Wednesday, May 16, 2007
A media diet, here defined, is the temporary exchange of overwrought entertainment for lighter fare, and it’s something I’ve faithfully kept since last I mentioned it, which is far more than I can say for my health regimen. Bacon double cheeseburger with the works, pound-and-a-half of fries, all the peanuts you could possibly unshell and eat? It’s a sublime feeling best described by the French as “like a pig in shit.” That’s High French, by the way, and it’s unavailable in traditional curricula.
At some point during 300–most likely during an expensively shot yet horrible scene, but that doesn’t really triangulate things–I felt very tired. It’s a fatigue years in the making, borne from an endless goulash of Star Wars and Lord of the Rings and various superhero movies. There’s a threshold where, once crossed, your cerebrum must stop bingeing or risk explosion. If I need an action fix these days, it’s got to have that spare aesthetic, so something like The Bourne Identity or Children of Men. Here’s a rule of thumb: if your media doesn’t blare a seven-part choral arrangement whenever some guy swings a sword, swings and misses, you’re probably safe.

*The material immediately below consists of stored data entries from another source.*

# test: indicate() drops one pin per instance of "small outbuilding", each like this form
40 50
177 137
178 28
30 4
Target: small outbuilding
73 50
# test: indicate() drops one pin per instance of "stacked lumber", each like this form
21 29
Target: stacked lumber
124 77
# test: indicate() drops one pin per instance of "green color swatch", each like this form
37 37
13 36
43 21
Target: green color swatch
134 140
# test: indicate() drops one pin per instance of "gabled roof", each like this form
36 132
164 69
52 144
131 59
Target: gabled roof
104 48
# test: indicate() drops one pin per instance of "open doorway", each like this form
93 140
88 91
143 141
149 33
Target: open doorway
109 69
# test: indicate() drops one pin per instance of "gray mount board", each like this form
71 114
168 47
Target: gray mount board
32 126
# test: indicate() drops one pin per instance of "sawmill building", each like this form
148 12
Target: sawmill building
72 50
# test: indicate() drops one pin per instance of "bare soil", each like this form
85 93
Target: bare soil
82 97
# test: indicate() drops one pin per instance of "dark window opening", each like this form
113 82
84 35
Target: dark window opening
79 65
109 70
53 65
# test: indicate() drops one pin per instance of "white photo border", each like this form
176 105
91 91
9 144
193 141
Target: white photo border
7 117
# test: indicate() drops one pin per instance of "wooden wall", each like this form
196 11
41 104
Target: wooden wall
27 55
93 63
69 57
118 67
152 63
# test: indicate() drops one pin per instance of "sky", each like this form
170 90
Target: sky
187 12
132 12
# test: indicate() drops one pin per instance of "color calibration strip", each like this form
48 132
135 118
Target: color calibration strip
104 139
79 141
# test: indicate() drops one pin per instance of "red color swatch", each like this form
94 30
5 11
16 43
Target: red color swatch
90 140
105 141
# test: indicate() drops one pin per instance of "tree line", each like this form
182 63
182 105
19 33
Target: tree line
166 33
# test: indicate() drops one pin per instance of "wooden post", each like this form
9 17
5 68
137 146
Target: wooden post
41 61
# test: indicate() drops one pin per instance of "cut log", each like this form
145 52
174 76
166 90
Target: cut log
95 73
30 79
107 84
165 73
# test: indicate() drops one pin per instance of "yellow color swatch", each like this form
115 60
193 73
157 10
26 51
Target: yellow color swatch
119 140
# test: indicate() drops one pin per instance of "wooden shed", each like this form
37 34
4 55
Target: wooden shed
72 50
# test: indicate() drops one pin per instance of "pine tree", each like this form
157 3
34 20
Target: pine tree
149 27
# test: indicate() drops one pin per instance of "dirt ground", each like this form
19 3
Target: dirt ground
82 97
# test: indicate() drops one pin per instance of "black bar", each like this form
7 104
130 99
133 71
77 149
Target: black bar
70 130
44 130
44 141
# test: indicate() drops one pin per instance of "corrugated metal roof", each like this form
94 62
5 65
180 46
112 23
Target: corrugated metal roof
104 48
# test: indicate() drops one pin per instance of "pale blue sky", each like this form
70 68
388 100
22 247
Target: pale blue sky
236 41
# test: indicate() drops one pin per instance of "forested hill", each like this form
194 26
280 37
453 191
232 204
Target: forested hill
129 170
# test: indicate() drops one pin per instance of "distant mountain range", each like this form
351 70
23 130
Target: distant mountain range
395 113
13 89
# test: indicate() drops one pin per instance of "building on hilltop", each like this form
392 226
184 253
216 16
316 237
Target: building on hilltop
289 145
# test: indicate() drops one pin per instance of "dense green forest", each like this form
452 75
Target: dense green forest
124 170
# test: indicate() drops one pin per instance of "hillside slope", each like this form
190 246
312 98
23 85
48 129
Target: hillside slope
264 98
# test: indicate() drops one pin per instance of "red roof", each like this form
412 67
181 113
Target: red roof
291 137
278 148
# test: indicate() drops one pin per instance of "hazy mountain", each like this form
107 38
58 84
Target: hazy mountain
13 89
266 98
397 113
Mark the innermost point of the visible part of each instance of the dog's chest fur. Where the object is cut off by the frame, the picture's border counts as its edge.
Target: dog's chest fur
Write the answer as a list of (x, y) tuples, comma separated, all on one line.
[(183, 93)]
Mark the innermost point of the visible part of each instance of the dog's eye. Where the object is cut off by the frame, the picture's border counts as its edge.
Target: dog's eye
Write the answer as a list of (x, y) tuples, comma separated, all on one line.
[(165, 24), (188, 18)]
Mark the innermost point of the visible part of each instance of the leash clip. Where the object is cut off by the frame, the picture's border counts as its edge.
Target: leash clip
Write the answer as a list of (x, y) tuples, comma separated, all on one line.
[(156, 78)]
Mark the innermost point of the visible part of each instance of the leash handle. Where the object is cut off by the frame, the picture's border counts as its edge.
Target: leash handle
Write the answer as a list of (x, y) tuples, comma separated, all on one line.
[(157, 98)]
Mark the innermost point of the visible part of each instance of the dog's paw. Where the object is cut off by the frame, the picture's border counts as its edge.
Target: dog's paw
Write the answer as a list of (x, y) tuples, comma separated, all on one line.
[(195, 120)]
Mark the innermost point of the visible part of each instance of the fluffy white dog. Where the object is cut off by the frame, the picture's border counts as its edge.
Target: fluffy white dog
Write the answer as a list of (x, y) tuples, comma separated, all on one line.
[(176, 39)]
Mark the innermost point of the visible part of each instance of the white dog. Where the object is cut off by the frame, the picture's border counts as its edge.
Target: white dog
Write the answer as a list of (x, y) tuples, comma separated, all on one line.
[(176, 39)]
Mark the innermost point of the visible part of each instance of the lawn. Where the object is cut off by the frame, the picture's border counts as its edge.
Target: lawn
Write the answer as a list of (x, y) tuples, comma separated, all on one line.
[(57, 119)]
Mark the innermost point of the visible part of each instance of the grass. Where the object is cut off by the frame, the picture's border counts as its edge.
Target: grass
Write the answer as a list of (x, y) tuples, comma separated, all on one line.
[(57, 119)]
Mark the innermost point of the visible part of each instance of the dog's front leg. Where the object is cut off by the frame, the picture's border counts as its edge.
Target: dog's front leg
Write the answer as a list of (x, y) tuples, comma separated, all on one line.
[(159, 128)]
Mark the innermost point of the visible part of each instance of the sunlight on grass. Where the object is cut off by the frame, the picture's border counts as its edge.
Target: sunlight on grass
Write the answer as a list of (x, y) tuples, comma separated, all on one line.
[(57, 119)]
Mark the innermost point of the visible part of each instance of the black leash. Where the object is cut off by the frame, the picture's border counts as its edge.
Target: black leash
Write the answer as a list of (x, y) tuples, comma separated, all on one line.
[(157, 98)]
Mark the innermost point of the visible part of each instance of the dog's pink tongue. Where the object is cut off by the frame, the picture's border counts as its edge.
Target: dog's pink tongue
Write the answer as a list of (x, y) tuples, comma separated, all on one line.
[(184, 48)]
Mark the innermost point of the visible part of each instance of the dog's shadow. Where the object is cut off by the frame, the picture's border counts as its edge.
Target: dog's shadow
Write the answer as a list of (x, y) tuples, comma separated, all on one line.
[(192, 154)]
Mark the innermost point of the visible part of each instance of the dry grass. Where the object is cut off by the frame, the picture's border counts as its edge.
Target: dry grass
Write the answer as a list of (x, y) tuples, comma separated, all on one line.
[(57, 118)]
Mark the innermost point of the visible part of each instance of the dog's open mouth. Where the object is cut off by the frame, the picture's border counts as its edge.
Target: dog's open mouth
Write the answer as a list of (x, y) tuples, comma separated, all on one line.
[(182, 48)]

The appetite for TV shows, however, continues unbroken. Heroes is the current squeeze, and much of the appeal rides on the pacing. It’s certainly not the special effects because, as it turns out, you actually don’t get points for trying. The fact that the writers plotted the arc for the long haul is encouraging. Those ABC shows I once considered staples were apparently written for a single season, after which the programming quickly became planes without a pilot. Even if Heroes doesn’t work out, though, there are alternatives on queue. House. Bones. And other single-worded dramas ready to round out a full media portfolio. I’m diversifying.